Véritable ovni sonore, Istiklaliya se distingue de leur premier et brillant album éponyme. Les pianos abandonnent leur domination, la batterie donne le « la »… pour un résultat brut et live. Les constructions narratives de l’album sont explosives. Ne ressemblent à aucune autre. «C’est très compliqué de décrire notre musique… Je suis pourtant conscient que les gens ont besoin de repères. Si je devais classifier Aufgang, je serais bien ennuyé. Je dirais simplement que notre musique est baignée d’influences musicales diverses. On ne fait pas de fusion, ni de cross over. Ça ne doit pas être évident de nous classer en magasin. Pour autant, je pense que c’est une force aujourd’hui de ne pas être cantonné à un genre. Si tu prends un groupe comme «Justice» par exemple, tu ne les imagines pas ailleurs qu’en rock ou en électro. Nous, il n’y aurait rien de choquant à nous trouver au rayon classique.» Et si Aufgang était tout simplement une nouvelle forme de rock ? «Peut-être, oui ! D’autant que nous sommes très influencés par le rock. Francesco et Rami ont par ailleurs écouté beaucoup d’électro. Ils ont une culture techno très poussée. Je n’évoque même pas leur culture classique intense.» Même background pour Aymeric Westrich, qui s’est rapidement dirigé vers le jazz, le hip hop et les musiques actuelles. «J’ai fait des productions pour Kery James, joué à l’orchestre classique du conservatoire de Boulogne, accompagné Cassius et Phoenix pendant leurs tournées.» On comprend d’ores et déjà mieux le melting pot sonore que représente Aufgang. «Quand nous nous sommes rencontrés à New York, nous avions la volonté de faire de la musique sans barrière. Je pense que nous y sommes parvenus. La liberté et l’indépendance sont les leitmotive du groupe.»

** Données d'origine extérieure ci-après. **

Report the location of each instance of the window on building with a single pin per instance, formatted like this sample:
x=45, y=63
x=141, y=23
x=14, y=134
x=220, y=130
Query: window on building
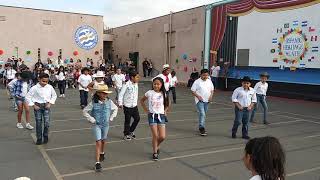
x=47, y=22
x=2, y=18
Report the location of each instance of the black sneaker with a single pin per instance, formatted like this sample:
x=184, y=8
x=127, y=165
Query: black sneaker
x=101, y=158
x=98, y=167
x=155, y=157
x=45, y=141
x=39, y=142
x=133, y=136
x=246, y=137
x=127, y=138
x=203, y=132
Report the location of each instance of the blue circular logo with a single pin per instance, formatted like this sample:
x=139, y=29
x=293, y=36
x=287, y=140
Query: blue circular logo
x=86, y=37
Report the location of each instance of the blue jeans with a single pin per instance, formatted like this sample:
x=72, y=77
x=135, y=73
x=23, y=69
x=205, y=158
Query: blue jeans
x=83, y=98
x=202, y=110
x=40, y=115
x=214, y=82
x=262, y=100
x=241, y=116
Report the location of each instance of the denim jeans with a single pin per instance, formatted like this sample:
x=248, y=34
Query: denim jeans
x=83, y=98
x=262, y=100
x=241, y=115
x=214, y=82
x=42, y=115
x=202, y=110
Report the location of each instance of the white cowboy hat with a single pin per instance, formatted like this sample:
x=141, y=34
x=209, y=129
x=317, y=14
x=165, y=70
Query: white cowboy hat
x=166, y=66
x=99, y=74
x=103, y=88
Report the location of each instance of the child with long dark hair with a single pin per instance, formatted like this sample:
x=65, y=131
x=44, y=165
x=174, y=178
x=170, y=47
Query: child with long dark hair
x=158, y=105
x=265, y=158
x=61, y=77
x=100, y=112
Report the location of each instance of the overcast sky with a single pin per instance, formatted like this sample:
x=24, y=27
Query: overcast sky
x=115, y=12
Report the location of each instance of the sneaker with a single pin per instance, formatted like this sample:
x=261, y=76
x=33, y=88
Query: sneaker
x=246, y=137
x=98, y=167
x=45, y=141
x=39, y=142
x=19, y=126
x=155, y=157
x=127, y=138
x=28, y=126
x=234, y=136
x=203, y=132
x=101, y=158
x=133, y=136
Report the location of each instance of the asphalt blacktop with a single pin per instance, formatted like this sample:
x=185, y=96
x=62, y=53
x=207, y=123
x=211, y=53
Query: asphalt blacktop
x=185, y=155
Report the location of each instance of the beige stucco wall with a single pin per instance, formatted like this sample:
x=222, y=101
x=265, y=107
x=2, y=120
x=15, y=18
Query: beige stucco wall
x=187, y=37
x=24, y=29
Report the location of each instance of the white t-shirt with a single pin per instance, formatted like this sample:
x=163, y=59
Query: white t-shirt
x=155, y=102
x=166, y=84
x=174, y=81
x=24, y=89
x=203, y=89
x=10, y=73
x=119, y=79
x=61, y=76
x=85, y=80
x=215, y=71
x=256, y=177
x=261, y=88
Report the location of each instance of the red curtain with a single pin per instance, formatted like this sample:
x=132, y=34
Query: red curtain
x=219, y=16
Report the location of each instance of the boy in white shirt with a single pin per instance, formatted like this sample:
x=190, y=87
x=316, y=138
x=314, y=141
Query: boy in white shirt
x=118, y=81
x=244, y=99
x=215, y=69
x=203, y=89
x=128, y=100
x=261, y=89
x=84, y=80
x=41, y=97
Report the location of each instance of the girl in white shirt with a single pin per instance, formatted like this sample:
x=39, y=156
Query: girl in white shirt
x=173, y=84
x=61, y=77
x=158, y=103
x=261, y=89
x=265, y=158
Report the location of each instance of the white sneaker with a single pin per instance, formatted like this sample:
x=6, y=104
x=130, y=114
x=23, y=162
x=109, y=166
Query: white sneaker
x=19, y=126
x=28, y=126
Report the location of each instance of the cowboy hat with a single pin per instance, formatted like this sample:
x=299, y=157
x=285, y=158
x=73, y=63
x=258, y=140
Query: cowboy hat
x=265, y=74
x=166, y=66
x=246, y=79
x=103, y=88
x=99, y=74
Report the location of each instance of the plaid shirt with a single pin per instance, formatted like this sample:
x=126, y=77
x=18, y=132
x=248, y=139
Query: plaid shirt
x=16, y=89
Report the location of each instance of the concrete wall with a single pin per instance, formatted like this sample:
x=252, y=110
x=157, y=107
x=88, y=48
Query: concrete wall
x=24, y=28
x=149, y=39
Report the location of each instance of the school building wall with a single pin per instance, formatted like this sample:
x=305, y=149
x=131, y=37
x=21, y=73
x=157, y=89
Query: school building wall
x=28, y=29
x=149, y=38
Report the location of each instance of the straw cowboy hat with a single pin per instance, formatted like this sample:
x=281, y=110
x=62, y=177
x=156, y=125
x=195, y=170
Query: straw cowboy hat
x=166, y=66
x=265, y=74
x=103, y=88
x=99, y=74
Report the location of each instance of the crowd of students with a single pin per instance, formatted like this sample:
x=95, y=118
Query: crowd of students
x=36, y=89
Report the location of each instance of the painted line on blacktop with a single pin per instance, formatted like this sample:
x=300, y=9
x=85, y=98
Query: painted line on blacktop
x=83, y=145
x=150, y=161
x=109, y=142
x=48, y=160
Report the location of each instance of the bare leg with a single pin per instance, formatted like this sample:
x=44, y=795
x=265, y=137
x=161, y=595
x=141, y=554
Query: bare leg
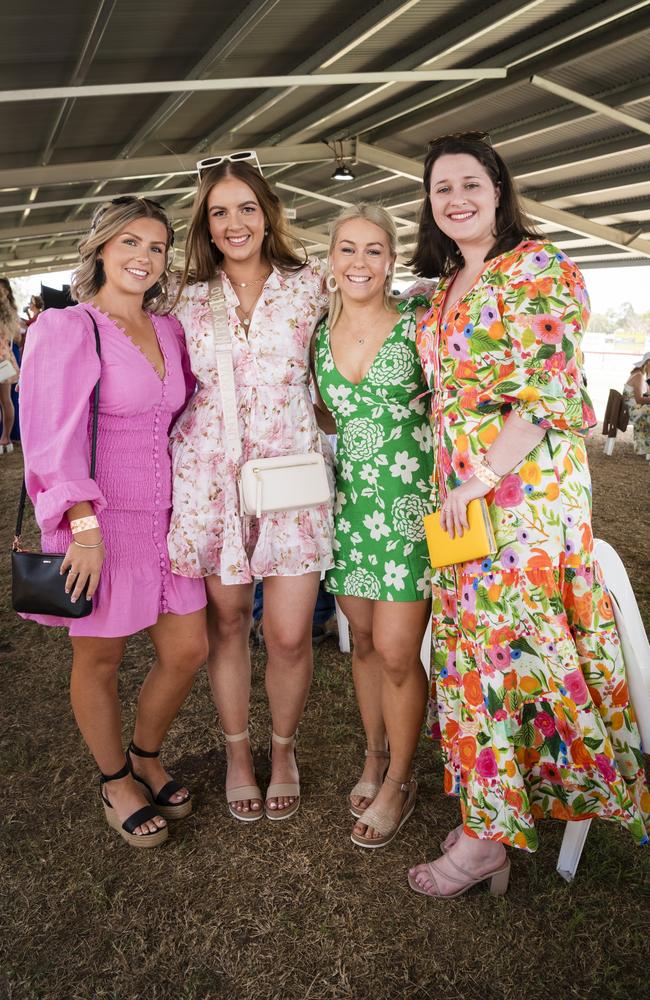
x=7, y=411
x=181, y=648
x=93, y=693
x=367, y=676
x=397, y=637
x=289, y=603
x=229, y=670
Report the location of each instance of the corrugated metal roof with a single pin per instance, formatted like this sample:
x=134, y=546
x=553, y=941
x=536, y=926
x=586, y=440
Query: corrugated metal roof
x=565, y=155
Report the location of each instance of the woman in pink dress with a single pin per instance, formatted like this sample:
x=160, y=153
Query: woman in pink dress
x=273, y=299
x=113, y=527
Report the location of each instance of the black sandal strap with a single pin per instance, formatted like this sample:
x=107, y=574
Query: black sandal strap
x=164, y=795
x=139, y=817
x=122, y=773
x=142, y=753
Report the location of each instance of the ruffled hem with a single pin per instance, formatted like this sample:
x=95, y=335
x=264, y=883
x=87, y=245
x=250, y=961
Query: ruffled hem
x=126, y=604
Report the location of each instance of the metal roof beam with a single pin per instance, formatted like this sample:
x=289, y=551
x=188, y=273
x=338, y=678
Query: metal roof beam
x=369, y=24
x=588, y=102
x=469, y=30
x=593, y=29
x=154, y=166
x=246, y=83
x=406, y=167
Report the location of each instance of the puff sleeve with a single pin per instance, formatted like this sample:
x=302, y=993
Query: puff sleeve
x=544, y=310
x=59, y=370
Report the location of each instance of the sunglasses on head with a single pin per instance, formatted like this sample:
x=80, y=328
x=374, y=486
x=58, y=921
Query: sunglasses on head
x=244, y=156
x=471, y=135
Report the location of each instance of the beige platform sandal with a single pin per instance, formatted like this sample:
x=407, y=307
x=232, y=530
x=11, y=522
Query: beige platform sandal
x=387, y=827
x=282, y=789
x=243, y=792
x=368, y=789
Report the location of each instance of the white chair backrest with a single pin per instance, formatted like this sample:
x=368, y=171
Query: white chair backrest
x=634, y=641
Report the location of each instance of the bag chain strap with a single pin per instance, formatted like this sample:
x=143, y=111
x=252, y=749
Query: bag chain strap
x=93, y=446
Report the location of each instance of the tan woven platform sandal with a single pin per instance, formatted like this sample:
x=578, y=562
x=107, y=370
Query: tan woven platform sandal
x=282, y=789
x=368, y=789
x=387, y=827
x=243, y=792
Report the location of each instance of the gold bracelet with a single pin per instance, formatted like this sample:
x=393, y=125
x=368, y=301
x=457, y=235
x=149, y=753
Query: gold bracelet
x=485, y=473
x=83, y=524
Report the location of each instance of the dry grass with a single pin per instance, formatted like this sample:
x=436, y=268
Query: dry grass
x=288, y=911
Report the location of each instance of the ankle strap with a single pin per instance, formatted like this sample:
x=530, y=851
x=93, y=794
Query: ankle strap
x=236, y=737
x=122, y=773
x=404, y=786
x=142, y=753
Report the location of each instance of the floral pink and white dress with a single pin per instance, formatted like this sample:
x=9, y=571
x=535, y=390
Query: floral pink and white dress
x=207, y=536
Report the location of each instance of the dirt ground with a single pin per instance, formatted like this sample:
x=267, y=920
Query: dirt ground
x=287, y=911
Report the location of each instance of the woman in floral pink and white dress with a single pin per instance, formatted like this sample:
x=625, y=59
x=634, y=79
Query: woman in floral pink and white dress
x=273, y=300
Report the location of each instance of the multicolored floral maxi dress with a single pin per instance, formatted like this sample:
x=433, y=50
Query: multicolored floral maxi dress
x=531, y=691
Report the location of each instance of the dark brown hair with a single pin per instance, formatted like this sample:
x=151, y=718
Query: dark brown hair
x=203, y=258
x=437, y=255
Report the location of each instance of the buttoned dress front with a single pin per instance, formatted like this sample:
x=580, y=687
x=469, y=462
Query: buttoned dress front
x=131, y=491
x=275, y=414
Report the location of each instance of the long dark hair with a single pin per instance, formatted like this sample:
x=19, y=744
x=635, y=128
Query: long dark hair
x=203, y=258
x=436, y=255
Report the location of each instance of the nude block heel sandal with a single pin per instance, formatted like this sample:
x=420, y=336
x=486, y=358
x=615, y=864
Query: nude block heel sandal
x=282, y=789
x=368, y=789
x=133, y=821
x=243, y=792
x=162, y=801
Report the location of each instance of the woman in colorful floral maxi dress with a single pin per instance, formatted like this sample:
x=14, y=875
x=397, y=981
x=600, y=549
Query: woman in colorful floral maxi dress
x=531, y=690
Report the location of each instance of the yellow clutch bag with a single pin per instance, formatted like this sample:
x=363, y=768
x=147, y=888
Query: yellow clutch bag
x=476, y=542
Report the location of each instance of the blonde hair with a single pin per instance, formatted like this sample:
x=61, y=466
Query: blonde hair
x=381, y=218
x=203, y=259
x=110, y=219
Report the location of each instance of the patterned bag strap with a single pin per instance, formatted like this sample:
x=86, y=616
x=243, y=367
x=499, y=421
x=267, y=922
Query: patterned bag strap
x=223, y=350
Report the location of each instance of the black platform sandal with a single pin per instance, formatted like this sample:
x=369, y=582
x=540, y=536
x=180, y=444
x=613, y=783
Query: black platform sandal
x=166, y=808
x=135, y=820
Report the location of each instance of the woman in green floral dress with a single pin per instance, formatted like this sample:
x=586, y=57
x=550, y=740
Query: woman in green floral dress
x=370, y=382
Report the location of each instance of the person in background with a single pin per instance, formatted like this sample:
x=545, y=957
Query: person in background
x=534, y=708
x=9, y=331
x=113, y=528
x=273, y=297
x=636, y=393
x=370, y=382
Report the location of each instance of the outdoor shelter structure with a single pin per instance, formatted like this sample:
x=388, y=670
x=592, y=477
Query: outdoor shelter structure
x=104, y=97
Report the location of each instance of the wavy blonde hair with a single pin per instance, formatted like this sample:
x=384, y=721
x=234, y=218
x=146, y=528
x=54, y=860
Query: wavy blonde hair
x=380, y=217
x=108, y=221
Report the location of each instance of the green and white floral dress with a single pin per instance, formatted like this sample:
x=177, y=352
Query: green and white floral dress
x=383, y=469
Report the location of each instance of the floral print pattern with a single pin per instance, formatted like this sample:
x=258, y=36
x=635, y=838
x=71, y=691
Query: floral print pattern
x=384, y=465
x=276, y=417
x=530, y=691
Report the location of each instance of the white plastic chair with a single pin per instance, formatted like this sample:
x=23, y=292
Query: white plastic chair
x=636, y=656
x=344, y=639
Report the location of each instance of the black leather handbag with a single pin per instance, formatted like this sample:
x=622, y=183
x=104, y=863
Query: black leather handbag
x=37, y=586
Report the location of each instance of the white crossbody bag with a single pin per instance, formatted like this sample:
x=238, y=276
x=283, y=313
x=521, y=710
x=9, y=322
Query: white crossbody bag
x=285, y=482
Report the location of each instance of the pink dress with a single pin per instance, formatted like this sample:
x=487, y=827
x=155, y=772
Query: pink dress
x=276, y=417
x=131, y=492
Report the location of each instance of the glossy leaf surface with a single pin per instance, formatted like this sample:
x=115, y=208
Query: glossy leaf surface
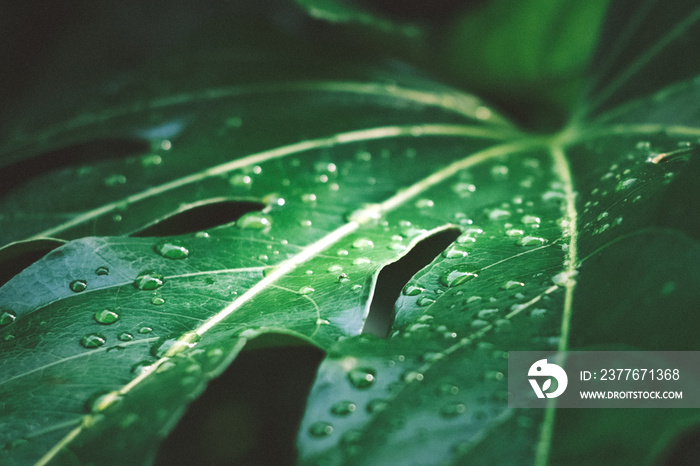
x=212, y=216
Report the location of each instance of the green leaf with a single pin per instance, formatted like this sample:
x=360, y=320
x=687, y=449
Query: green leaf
x=210, y=218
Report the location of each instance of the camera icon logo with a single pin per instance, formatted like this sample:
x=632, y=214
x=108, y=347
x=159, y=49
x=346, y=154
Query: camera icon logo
x=541, y=369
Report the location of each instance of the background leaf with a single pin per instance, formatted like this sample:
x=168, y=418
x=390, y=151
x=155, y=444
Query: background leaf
x=242, y=210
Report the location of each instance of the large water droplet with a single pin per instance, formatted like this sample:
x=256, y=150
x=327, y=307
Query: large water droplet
x=362, y=377
x=458, y=275
x=172, y=249
x=92, y=340
x=78, y=285
x=149, y=280
x=320, y=429
x=106, y=316
x=254, y=221
x=343, y=408
x=7, y=317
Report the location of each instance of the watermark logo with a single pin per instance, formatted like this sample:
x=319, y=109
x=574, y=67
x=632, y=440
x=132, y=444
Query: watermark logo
x=542, y=369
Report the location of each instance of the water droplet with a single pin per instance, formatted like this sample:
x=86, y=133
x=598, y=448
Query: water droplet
x=454, y=252
x=362, y=377
x=511, y=284
x=412, y=376
x=531, y=220
x=498, y=214
x=564, y=278
x=106, y=316
x=172, y=249
x=7, y=317
x=157, y=301
x=343, y=408
x=487, y=314
x=17, y=443
x=466, y=240
x=320, y=429
x=463, y=189
x=92, y=340
x=254, y=221
x=309, y=198
x=240, y=180
x=625, y=184
x=149, y=280
x=114, y=180
x=447, y=389
x=451, y=410
x=78, y=285
x=425, y=301
x=168, y=347
x=458, y=275
x=361, y=261
x=362, y=243
x=104, y=400
x=479, y=323
x=142, y=367
x=530, y=241
x=412, y=290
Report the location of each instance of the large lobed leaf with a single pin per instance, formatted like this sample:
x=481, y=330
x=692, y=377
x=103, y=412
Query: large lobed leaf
x=565, y=241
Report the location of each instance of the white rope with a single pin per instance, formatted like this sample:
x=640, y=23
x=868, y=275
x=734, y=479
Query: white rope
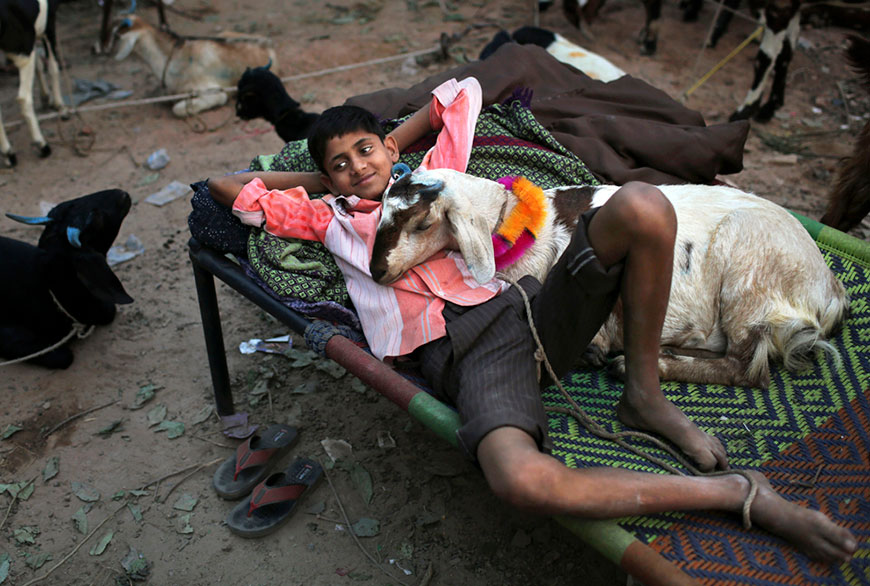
x=78, y=329
x=193, y=94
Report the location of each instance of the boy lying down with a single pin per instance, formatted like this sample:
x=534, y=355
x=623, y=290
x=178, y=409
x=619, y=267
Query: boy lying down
x=474, y=343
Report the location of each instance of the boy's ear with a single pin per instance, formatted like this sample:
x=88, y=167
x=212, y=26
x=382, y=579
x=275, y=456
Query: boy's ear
x=327, y=182
x=392, y=147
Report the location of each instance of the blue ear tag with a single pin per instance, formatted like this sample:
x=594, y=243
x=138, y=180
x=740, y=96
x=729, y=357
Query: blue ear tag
x=32, y=220
x=73, y=236
x=400, y=170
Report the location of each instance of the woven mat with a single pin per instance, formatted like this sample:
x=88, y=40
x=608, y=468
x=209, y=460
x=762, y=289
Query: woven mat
x=813, y=425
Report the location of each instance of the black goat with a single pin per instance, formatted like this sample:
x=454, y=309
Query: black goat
x=64, y=278
x=849, y=200
x=23, y=23
x=261, y=94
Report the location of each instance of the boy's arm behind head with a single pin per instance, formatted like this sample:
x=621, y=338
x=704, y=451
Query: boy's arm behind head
x=226, y=189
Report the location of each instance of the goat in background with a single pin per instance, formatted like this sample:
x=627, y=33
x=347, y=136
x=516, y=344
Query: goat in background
x=23, y=24
x=261, y=94
x=749, y=283
x=849, y=200
x=193, y=64
x=63, y=281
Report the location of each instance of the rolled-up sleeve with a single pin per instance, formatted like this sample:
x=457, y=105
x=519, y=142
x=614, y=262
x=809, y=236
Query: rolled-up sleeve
x=285, y=213
x=454, y=111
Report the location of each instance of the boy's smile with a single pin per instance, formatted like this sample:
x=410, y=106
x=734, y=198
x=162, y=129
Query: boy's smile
x=359, y=163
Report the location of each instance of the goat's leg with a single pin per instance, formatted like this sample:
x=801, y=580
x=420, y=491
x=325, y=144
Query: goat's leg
x=197, y=104
x=649, y=34
x=6, y=146
x=54, y=77
x=26, y=69
x=780, y=70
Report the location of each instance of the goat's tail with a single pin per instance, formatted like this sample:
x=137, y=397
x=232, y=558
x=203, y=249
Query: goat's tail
x=796, y=338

La grande force d’Aufgang, c’est son unicité. «Et pourtant, nous n’avons rien inventé. Aufgang est le fruit de tout ce que nous avons absorbé pendant des années. Personne n’est en mesure de créer quelque chose de véritablement nouveau aujourd’hui. Maintenant, on a vraiment en tête d’avoir notre propre langage… Aufgang, c’est nous de la première à la dernière note. Nous ne voulons pas d’un truc putassier. J’ai beaucoup de mal avec les copiés/collés qui sortent sans arrêt. Dès qu’un groupe produit un truc cool et intelligent… tu peux être certain que dans les semaines ou les mois qui suivent, une masse de gens vont faire la même chose… Quel intérêt ? On est vraiment un peu cons là-dessus. On enfile des œillères… surtout quand on s’apprête à enregistrer en studio. Quand on écrit de la musique, on fait attention à ne jamais ressembler à quelque chose d’existant. Il y a suffisamment de pollutions, dans le sens noble du terme, qui interagissent sur ce que l’on fait pour ne pas avoir à aller copier. Et honnêtement, on n’a pas besoin de ça. On est très créatif !» Il suffit de se balader sur leur disque pour s’en rendre compte par soi-même. Le bien nommé «Vertige» et sa rupture rythmique à 2’40 est à tomber… presque autant que le romantique «African Geisha» ou l’émouvant «Rachael’s Run».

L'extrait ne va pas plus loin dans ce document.